Sebulan sebelum selesai kuliah, sebulan sebelum pulang, tiba-tiba aku kepingin menulis di blog ini. Bukan di blog baru tentang mama-mama mahasiswa yang mangkrak karena kemalasan, bukan pula di domain personal yang biayanya sangat terjangkau di sini, tapi di sini. Blog ini terasa seperti teman lama. Aku sedang butuh seorang teman, teman lama, yang tahu paling tidak setengah dari diamku, yang tahu bahwa kadang kata-kata tanpa disaring yang keluar dari mulutku berbanding lurus dengan besarnya kepedulianku, yang tanpa basa-basi, tanpa perlu berfikir apa perlu ketemu di kafe ataukah bioskop, lebih dekat ke rumah dia atau rumahku, teman yang membebani sekaligus melegakan. 

Mungkin semua ini hanya tentang disertasi. Mungkin juga tentang aku yang kali ini berada pada satu waktu, di salah satu fragmen hidup, di mana  Plan A tidak tersedia. Plan terbaik, nomer satu, yang selama ini bahkan tidak pernah aku anggap penting, take it for granted atau apalah, mendadak tidak compatible dan tidak bisa aku kendalikan. Gagal mendapatkan plan A, walau berat, tapi aku sudah biasa melewatinya. Tapi, mendapati list segala kemungkinan tanpa tertulis Plan A di daftar teratas, langsung ke Plan B, C, D, itu yang tidak terbayangkan. 

Mungkin ini tentang disertasi.

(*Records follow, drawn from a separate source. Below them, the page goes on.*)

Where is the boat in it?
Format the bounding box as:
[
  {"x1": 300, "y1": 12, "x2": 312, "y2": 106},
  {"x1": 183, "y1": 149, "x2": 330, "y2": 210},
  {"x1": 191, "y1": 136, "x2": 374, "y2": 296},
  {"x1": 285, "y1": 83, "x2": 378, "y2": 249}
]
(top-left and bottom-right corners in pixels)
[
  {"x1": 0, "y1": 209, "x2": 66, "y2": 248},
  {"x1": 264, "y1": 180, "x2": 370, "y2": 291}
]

Atau mungkin aku rindu seseorang, atau sesuatu. Mungkin aku rindu seorang atau justru beberapa teman lama. Sekarang, teman terdekatku adalah sebuah paket software pengolah data yang secara mengerikan mulai aku pahami bahasanya, yang kiasan ataupun yang bukan. Saat di monitor tampak kode-kode berwarna merah yang menunjukkan ada sesuatu yang salah, tanpa panik bertanya pada Google --sang penyelamat di akhir jaman-- ataupun menekan tombol 'help' yang mirip tuhan kecil, bedanya dia to the point, menjawab saat itu juga atau tak jarang bilang bahwa pencarianku tidak ditemukan. Aku akan memahami tanda error itu, memanipulasi dataset, mengubah perintah, atau sekedar memperbaiki typo, lalu kode merah itu tidak muncul lagi, tinggal sederetan angka-angka hitam yang lagi-lagi aku bisa membacanya selancar bahasa ibu. Kami sudah sangat akrab. Aku berteman dekat dan merasa nyaman dengan sebuah program komputer yang hanya mau ngobrol dengan American English, tak peduli dia bahwa aku ada 1,5 jam dari London, bahkan jika aku berada di Timbuktu, dia tidak peduli. 

Mungkin aku rindu. Tapi aku terlalu malas untuk berusaha apalagi menemukan. Dan keberadaanku di dalam diriku sedang aku pertanyakan.